Fetching $359 a night, the Native may seem in keeping with the area, but the stylish little hotel is a rarity in Malibu. Locals have been notoriously resistant to visitors since May Rindge, owner of the original Rancho Malibu, chased them off with a shotgun. While roughly 15 million tourists passed through Malibu last year, there are just six hotels and motels, offering a mere 130 rooms. The California Coastal Commission staff has noted that the city is a severely underserved area for overnight accommodations, but several properties are trying to improve on the options available.
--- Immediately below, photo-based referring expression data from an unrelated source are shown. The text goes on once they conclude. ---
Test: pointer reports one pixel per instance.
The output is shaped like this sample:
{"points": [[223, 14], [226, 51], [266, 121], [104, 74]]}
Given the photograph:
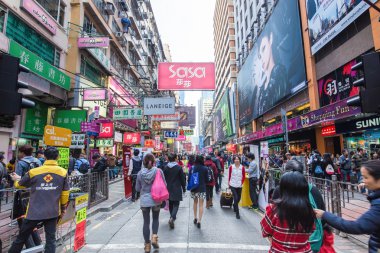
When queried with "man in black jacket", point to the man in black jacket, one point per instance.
{"points": [[176, 183]]}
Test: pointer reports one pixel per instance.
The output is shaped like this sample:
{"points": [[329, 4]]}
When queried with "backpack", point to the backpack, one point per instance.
{"points": [[193, 180], [210, 175], [330, 169], [316, 238], [83, 167], [159, 191]]}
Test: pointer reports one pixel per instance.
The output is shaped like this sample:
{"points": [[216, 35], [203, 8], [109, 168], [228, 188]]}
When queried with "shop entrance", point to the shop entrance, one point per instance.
{"points": [[332, 145]]}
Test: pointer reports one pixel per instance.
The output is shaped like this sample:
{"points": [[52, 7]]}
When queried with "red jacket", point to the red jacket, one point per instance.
{"points": [[210, 163], [229, 175]]}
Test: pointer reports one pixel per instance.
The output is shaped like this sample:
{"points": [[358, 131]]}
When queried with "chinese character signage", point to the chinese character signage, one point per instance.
{"points": [[132, 138], [149, 143], [94, 94], [77, 141], [158, 106], [40, 15], [39, 66], [127, 113], [63, 160], [57, 136], [91, 42], [106, 130], [186, 76], [36, 119], [71, 119], [338, 85]]}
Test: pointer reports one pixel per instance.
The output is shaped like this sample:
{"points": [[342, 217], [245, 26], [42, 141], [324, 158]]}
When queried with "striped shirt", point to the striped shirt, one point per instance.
{"points": [[283, 239]]}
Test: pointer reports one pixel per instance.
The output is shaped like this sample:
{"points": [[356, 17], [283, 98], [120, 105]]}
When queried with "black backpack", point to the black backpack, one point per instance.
{"points": [[83, 167], [210, 174]]}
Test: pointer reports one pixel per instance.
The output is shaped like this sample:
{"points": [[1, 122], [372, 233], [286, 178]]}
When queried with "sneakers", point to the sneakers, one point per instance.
{"points": [[171, 223]]}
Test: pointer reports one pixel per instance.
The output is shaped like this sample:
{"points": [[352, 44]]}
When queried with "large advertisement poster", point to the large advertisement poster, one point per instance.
{"points": [[186, 76], [275, 67], [338, 85], [187, 116], [327, 18]]}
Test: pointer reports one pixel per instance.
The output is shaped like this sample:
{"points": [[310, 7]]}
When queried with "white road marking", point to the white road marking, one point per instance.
{"points": [[180, 246]]}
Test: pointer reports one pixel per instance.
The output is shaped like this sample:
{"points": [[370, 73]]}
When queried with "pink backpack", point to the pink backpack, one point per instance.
{"points": [[159, 191]]}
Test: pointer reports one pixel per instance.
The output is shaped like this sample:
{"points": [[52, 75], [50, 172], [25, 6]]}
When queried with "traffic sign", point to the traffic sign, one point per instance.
{"points": [[57, 136]]}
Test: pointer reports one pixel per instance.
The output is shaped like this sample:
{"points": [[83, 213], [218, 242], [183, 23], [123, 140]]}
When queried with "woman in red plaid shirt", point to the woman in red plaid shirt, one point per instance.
{"points": [[289, 221]]}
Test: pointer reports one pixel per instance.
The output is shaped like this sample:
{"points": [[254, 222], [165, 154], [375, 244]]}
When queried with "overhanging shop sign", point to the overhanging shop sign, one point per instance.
{"points": [[94, 94], [40, 15], [358, 125], [158, 106], [92, 42], [186, 76]]}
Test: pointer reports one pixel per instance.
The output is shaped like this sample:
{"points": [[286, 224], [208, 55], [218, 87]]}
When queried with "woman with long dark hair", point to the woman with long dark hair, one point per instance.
{"points": [[369, 222], [144, 182], [289, 220], [236, 179]]}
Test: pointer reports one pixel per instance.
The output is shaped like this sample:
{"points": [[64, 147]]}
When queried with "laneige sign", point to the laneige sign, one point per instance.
{"points": [[158, 106], [358, 125]]}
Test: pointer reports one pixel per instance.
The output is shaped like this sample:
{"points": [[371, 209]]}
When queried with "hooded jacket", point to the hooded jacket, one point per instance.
{"points": [[145, 179], [368, 223], [176, 181]]}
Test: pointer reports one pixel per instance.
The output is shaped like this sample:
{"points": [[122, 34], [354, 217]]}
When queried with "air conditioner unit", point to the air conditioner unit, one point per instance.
{"points": [[109, 9]]}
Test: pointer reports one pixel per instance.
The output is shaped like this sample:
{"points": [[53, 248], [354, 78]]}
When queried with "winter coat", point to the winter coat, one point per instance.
{"points": [[175, 178], [368, 223], [209, 163], [145, 179]]}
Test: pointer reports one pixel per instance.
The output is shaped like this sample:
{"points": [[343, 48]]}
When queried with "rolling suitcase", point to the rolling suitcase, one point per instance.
{"points": [[226, 198]]}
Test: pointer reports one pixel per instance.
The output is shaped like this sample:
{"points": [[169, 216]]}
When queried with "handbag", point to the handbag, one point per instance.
{"points": [[159, 191]]}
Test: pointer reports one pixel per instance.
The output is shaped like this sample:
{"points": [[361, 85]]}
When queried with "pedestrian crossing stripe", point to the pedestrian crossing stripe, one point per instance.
{"points": [[221, 246]]}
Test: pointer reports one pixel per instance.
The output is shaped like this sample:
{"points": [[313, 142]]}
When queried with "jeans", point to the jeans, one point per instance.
{"points": [[253, 191], [173, 209], [27, 228], [209, 192], [155, 224], [236, 192]]}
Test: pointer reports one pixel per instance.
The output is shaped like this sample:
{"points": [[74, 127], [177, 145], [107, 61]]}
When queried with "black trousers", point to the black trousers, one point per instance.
{"points": [[26, 230], [253, 192], [173, 209], [236, 192]]}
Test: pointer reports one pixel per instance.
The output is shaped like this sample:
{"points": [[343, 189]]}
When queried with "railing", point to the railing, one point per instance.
{"points": [[95, 184], [341, 198]]}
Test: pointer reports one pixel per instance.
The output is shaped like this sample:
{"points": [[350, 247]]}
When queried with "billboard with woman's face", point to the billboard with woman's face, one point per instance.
{"points": [[275, 67]]}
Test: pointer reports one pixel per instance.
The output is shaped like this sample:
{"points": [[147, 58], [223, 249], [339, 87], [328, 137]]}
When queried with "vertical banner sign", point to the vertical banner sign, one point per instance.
{"points": [[63, 160], [127, 153]]}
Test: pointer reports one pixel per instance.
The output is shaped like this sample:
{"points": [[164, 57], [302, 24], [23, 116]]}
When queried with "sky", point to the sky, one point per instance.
{"points": [[187, 27]]}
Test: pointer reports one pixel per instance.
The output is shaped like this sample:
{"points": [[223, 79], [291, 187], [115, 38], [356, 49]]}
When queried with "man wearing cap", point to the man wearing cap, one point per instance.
{"points": [[48, 199]]}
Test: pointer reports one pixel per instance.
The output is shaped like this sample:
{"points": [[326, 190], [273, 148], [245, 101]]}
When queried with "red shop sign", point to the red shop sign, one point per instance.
{"points": [[132, 138], [106, 130], [328, 131]]}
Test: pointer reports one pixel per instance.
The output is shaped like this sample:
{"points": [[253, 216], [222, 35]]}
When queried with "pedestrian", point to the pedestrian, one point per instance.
{"points": [[198, 194], [26, 161], [236, 179], [253, 175], [144, 182], [48, 200], [134, 168], [369, 222], [289, 221], [176, 181], [211, 183]]}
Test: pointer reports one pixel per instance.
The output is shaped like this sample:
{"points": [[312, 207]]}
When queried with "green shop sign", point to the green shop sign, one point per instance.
{"points": [[36, 119], [39, 66], [70, 119]]}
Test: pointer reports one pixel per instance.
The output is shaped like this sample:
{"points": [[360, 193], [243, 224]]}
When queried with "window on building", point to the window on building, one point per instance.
{"points": [[30, 39]]}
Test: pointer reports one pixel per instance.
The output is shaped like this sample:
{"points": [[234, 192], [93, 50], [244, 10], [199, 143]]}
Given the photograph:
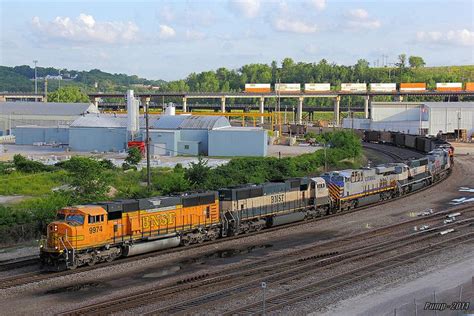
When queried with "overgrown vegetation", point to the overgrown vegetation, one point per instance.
{"points": [[85, 180]]}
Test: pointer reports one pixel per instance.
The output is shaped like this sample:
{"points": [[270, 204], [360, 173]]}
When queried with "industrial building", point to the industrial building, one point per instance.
{"points": [[170, 135], [427, 118], [28, 135], [95, 132], [14, 114], [238, 141]]}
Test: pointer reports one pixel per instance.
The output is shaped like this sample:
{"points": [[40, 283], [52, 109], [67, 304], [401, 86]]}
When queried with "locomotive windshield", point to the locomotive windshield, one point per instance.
{"points": [[74, 219]]}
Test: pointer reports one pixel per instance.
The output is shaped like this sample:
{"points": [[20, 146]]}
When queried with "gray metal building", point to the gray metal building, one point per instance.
{"points": [[28, 135], [169, 135], [183, 134], [98, 133], [238, 141], [13, 114]]}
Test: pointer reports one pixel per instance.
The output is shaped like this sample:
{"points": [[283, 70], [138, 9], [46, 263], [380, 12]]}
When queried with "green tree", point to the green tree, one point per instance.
{"points": [[416, 61], [70, 94], [172, 182], [87, 177], [134, 156]]}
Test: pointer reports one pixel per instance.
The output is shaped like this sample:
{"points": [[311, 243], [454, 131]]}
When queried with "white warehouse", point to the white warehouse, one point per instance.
{"points": [[428, 118]]}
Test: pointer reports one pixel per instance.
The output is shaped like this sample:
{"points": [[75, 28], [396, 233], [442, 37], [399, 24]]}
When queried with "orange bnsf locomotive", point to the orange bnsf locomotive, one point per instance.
{"points": [[103, 232], [85, 235]]}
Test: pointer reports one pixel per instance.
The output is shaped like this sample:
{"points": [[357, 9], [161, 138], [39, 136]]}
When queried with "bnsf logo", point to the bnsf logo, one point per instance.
{"points": [[278, 198], [93, 230]]}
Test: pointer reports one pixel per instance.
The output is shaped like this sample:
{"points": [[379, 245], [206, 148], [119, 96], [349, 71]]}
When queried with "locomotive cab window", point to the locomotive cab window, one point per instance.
{"points": [[96, 219]]}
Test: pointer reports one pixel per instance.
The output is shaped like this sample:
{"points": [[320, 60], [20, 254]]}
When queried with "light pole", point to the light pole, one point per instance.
{"points": [[36, 78]]}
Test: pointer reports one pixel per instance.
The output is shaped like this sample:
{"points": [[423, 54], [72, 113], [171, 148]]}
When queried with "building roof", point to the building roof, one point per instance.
{"points": [[454, 105], [190, 122], [240, 129], [100, 120], [162, 122], [46, 108]]}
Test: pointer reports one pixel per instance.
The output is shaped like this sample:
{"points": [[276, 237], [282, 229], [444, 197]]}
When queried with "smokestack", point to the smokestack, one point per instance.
{"points": [[132, 115], [170, 109]]}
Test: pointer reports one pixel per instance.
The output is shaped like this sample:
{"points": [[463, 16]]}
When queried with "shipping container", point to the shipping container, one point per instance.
{"points": [[414, 86], [353, 87], [469, 86], [288, 87], [449, 86], [258, 87], [317, 87], [383, 87], [400, 140]]}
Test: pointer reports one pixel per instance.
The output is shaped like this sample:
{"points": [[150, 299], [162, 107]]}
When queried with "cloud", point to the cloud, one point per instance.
{"points": [[194, 35], [462, 37], [359, 19], [318, 4], [311, 49], [86, 29], [166, 32], [359, 14], [248, 8], [294, 26]]}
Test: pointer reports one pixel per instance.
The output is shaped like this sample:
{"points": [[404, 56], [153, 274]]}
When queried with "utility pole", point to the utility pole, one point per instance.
{"points": [[36, 78], [147, 143]]}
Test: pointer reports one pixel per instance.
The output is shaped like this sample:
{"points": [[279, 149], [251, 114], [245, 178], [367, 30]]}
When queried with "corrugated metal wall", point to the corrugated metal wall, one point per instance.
{"points": [[97, 139], [30, 135], [238, 142]]}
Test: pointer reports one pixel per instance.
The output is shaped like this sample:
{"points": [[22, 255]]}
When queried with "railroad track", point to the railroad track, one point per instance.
{"points": [[39, 276], [300, 270], [280, 301], [296, 263]]}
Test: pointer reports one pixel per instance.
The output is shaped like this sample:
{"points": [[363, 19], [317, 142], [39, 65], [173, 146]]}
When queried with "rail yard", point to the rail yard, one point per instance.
{"points": [[303, 264], [237, 157]]}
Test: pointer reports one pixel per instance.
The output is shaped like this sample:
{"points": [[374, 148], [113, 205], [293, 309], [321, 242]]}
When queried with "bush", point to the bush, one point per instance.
{"points": [[172, 182], [28, 166], [134, 156], [87, 177]]}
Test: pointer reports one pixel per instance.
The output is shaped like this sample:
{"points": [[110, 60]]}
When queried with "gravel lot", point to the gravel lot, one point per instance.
{"points": [[65, 293]]}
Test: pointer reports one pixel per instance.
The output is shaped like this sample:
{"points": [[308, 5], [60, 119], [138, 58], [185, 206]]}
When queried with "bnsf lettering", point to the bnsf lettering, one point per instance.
{"points": [[158, 220], [278, 198], [93, 230]]}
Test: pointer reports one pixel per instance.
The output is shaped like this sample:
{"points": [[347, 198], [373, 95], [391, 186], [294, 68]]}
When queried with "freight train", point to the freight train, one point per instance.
{"points": [[357, 87], [88, 234]]}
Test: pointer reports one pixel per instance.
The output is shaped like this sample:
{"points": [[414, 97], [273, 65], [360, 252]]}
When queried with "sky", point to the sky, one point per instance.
{"points": [[171, 39]]}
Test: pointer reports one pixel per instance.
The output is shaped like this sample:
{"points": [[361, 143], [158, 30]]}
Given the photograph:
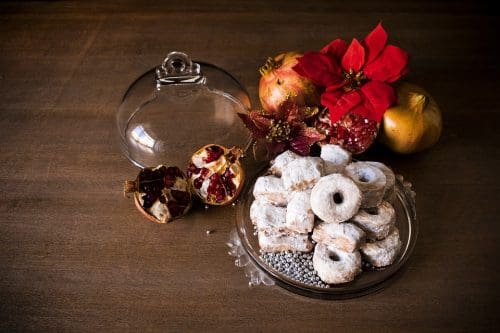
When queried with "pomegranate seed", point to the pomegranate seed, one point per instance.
{"points": [[214, 152], [192, 170], [227, 180]]}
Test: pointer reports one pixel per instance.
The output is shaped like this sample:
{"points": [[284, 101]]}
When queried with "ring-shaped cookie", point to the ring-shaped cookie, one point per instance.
{"points": [[335, 198], [370, 180]]}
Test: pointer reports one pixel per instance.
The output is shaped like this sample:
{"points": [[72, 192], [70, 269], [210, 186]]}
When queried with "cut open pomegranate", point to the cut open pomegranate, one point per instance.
{"points": [[215, 174], [161, 194]]}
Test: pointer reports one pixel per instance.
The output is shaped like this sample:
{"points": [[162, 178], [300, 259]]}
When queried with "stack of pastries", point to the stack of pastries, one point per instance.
{"points": [[341, 210]]}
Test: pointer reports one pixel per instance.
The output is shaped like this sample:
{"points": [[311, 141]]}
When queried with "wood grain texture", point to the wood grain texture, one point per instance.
{"points": [[76, 256]]}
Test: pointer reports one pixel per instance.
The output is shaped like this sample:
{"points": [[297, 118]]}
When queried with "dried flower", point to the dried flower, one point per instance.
{"points": [[287, 128]]}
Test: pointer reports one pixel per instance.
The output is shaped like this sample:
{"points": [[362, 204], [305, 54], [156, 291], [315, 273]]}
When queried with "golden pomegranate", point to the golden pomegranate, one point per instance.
{"points": [[412, 125]]}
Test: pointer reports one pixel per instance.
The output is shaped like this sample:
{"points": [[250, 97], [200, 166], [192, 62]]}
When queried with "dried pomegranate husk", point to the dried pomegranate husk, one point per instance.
{"points": [[216, 175], [161, 194], [352, 132]]}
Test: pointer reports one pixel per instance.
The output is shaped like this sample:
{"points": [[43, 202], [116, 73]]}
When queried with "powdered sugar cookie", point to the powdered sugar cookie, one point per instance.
{"points": [[370, 180], [299, 215], [343, 236], [335, 198], [271, 189], [384, 252], [302, 173], [376, 222], [335, 266], [390, 180], [336, 158]]}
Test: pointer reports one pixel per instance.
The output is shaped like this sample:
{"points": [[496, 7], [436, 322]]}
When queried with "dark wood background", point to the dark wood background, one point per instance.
{"points": [[76, 256]]}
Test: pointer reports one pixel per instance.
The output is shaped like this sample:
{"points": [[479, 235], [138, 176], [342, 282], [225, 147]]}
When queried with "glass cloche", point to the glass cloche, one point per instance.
{"points": [[176, 108]]}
“Malibu has always been an internationally known destination. Everyone wants to be here, but there’s almost nowhere to stay and not many places to go,” says Shaun Gilbert. He’s a managing partner at SKG, the Santa Monica investment group that transformed the slumping, 70-year-old Malibu Riviera Motel into the Native.
Last March the Malibu Beach Inn completed a top-to-bottom renovation. Owners Simon and Daniel Mani, whose property investment group owns the Soho House building in West Hollywood, paid the previous owner, David Geffen, a reported $80 million for the Carbon Beach hotel in 2015. Now room rates start at $495.
That and another $1,000 will almost buy you a night at nearby Nobu Ryokan Malibu, the 16-room Japanese-style inn that debuted in April. As you stand in the lushly planted courtyard, surrounded by expanses of teak, stone, and glass with waves lapping the front deck, it’s hard to remember that the Ryokan was the bland Casa Malibu Inn before tech billionaire Larry Ellison bought it for a reported $20 million and teamed with chef Nobu Matsuhisa’s hospitality group.
Up the street another makeover rolled out in September. Some $10 million has gone into revamping the Surfrider, the vaguely Tudor hotel that looks onto the pier (rates start at $325). “The building wasn’t so glorious, but the location was,” says Matthew Goodwin, a co-owner and architect who grew up surfing across the street. Changes include the addition of a rooftop restaurant and bar and outfitting each room with plush linens, teak floors, and a hammock-equipped terrace.
Lest anyone be confused by the wave of upgrades, Mayor Skylar Peak wants to make something clear: “There is no boom—the properties that were hotels are still hotels,” he says. “Our demographic is a simple rural town, and we’re trying to keep it that way.”